Emocje w Ostrowie, lepsza Tasomix Rosiek Stal
Sporo działo się w sobotnim meczu ORLEN Basket Ligi w Ostrowie Wielkopolskim! Ostatecznie Tasomix Rosiek Stal pokonała MKS Dąbrowa Górnicza 92:89.
Dąbrowianie bardzo dobrze weszli w ten mecz i po trójce Aleksandra Załuckiego oraz trafieniu Davida Hooka prowadzili już 0:10. Po blisko trzech minutach niemoc gospodarzy przerwał Adas Juskevicius. Litwin zbliżał później ostrowian nawet na trzy punkty. MKS znowu jednak włączył piąty bieg w ataku, a trójki trafiali Ray Cowels i Teyvon Myers. Po 10 minutach było 19:29. Drugą kwartę Tasomix Rosiek Stal rozpoczęła od serii 6:0 i po akcji Mateusza Zębskiego była już blisko rywali. Dzięki trafieniu Paxsona Wojcika różnica wynosiła już zaledwie punkt. Na więcej MKS nie chciał już pozwolić. Po chwili Tyler Cheese powiększał prowadzenie ponownie do 10 punktów. Siim-Sander Vene starał się na to reagować, ale pierwsza połowa zakończyła się wynikiem 44:49.
W trzeciej kwarcie zespół trenera Borisa Balibrei prowadził już dziewięcioma punktami po zagraniu Teyvona Myersa, ale ostrowianie zareagowali na to rewelacyjną serią 13:0! Świetnie radził sobie Damian Kulig, a Tyquan Rolon dawał już prowadzenie.
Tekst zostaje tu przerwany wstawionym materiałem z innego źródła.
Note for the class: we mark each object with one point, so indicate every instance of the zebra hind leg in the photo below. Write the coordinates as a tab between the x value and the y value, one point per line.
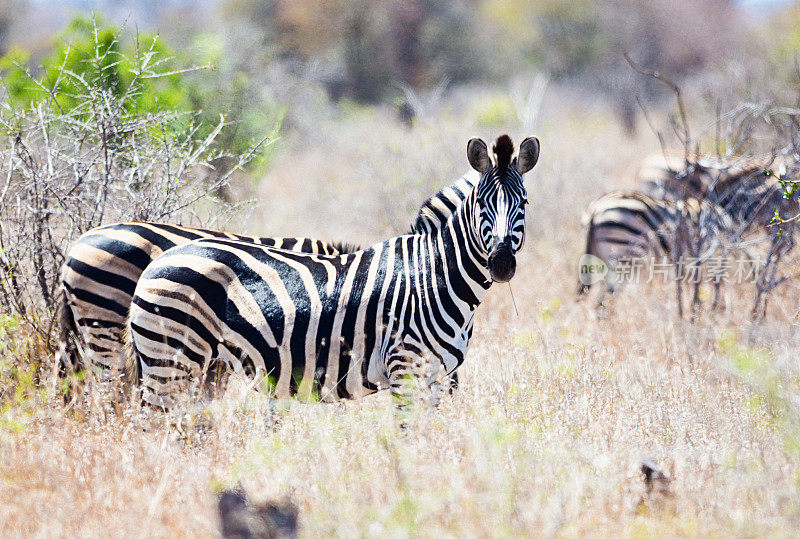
416	383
Dąbrowianie nie grali już tak dobrze w ataku, a po trójce Siim-Sandera Vene po 30 minutach było 67:61. W kolejnej części meczu gospodarze utrzymywali przewagę m. in. dzięki kolejnym zagraniom Paxsona Wojcika. Szalone akcje Myersa i Cheese’a dawały jeszcze nadzieję przyjezdnym. Ten drugi po chwili doprowadził do remisu, a ponownie prowadzenie dawał Cowels! Sytuację zmieniali następnie ponownie Kulig z Lambrechtem. Ostatecznie Tasomix Rosiek Stal wygrała 92:89.
Najlepszym strzelcem gospodarzy był Tyquan Rolon z 16 punktami i 4 asystami. Tyler Cheese zdobył dla gości 25 punktów, 6 zbiórek i 5 asyst.